HI,Yes it could be the sun or just the sea movement coming in and out which can upset balance along with the slope of the beach.With Ataxia I have good and bad days and slopes are not great and maybe beach sand also.Suggest that you look at getting a travel scooter which will help you in the crowds at Disney get a good sun hat and make sure you have sunglasses on.Take care and keep positive
I have major problems with uneven surfaces. I have problems anyway, but it is even worse on sand. I even managed to break my husband’s toe when he was helping me in sand. I felt terrible!
That was a fluke accident Linda…For quite a while I’ve been reasonably ok, unless I’m on sand But recently I’ve found walking on grass can send my balance haywire:woozy_face: Just yesterday, I zigzagged across someone’s lawn, but we managed to laugh it off
It started sporadically for me. Now there’s a friend of mine who calls me her “drunk friend”. I use a walker, but I wouldn’t be afraid to use a wheelchair if I had to. Actually, it would be better for me.
Thank you all who’ve responded since I last replied. I’ve been in a funk for the past couple months and doing anything beyond what I have to has just not happened.
We leave for Disney World in 6 days and I have rented a wheelchair for the entirety of our stay.

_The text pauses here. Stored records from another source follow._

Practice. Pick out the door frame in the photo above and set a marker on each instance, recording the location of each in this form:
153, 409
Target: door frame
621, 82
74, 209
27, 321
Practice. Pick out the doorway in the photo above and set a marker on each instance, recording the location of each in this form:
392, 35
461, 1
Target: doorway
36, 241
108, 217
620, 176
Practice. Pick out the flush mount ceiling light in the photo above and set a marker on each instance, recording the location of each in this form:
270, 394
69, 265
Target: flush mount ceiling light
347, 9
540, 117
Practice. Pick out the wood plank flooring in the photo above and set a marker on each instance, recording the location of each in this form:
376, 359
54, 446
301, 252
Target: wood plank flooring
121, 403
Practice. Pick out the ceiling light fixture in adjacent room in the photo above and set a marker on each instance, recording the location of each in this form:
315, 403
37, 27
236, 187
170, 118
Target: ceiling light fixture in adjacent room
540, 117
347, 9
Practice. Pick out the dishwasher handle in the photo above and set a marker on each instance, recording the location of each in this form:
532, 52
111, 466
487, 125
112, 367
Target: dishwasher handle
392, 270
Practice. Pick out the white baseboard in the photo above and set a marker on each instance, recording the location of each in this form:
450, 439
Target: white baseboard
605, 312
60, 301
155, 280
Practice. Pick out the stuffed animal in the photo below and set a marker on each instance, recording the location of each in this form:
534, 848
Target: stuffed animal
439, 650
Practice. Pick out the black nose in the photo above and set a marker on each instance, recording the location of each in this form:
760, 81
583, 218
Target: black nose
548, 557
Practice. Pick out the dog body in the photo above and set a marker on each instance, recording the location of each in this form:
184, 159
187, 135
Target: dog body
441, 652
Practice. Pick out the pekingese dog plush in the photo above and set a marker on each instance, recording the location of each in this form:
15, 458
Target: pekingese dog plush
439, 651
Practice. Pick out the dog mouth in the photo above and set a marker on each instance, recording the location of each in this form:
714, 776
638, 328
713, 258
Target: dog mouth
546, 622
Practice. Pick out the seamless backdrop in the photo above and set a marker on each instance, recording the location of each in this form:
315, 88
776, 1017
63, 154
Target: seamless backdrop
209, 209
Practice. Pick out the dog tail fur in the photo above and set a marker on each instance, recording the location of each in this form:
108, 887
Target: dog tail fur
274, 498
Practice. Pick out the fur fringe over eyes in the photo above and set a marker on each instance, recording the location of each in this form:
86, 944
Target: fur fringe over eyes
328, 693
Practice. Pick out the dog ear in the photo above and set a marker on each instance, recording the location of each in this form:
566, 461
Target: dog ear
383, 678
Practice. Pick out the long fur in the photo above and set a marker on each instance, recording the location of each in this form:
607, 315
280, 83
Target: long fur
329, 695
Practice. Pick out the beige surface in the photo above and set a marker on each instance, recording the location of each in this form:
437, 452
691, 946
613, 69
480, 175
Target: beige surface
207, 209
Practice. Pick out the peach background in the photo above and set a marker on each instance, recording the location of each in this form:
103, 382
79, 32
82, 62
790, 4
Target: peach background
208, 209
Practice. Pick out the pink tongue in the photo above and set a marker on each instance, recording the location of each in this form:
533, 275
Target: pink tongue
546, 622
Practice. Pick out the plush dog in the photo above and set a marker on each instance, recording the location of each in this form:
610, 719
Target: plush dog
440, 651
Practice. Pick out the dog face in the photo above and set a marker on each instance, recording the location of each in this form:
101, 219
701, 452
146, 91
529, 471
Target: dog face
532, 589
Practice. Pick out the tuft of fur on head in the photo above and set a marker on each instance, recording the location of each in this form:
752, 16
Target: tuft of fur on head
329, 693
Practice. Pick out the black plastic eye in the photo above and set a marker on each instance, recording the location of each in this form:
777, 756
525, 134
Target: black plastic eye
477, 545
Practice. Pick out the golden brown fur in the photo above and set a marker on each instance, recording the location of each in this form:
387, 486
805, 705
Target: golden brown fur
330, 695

When I want to (and can) walk, I’ll just use the wheelchair as a walker and push the chair.
Again, thank you to everyone! Your responses have made me feel more normal and less alone.
Hopefully you are able to relax and enjoy yourself!!
I’m sure you’ll have a great time, be sure to get in touch when you get back
I’ve advanced from the cane to a rollator full time. We love our beach vacations and they were becoming increasingly more difficult. So, this year we rented an electric beach wheelchair. In fact, I’m at the beach now. This is the most freedom I’ve felt in years.
Adapt to your ability. It just a matter of time until I’ll need a wheelchair full time. When that time comes I’ll adjust. Asking for help and allowing people to help is key too.
Thanks for mentioning electric beach wheelchairs I’ve posted a link in case anybody wonders what they are.
I rented the chair for 3 days while I was at the beach. The company delivered the chair after we arrived and showed me how to operate it.
Once you get to the beach the chair is amazing and provided me with a freedom I had not experienced at the beach in years.
Unfortunately getting to the beach became an issue. Details at this point are not important but let’s just say there was an issue getting from the end of the boardwalk to the beach. There was a 6” drop (at least) at the end of the boardwalk making it impossible to drive over. It took some effort to make a temporary fix and I managed for 2 days. I called and turned the chair in at the end of the 2nd day. (I was even given a refund which I was not expecting nor asked for.
A permanent fix would be an easy fix. But this is going to take some communication with the management of the hotel. To be handicap accessible means something different depending on who you talk to. It would help if that person was handicap as well as a decision maker.
There often seems to be an issue re whether something is actually truly disability friendly, or not. I agree, these sort of things should be planned, and tested first by a disabled person, before they are put into general use.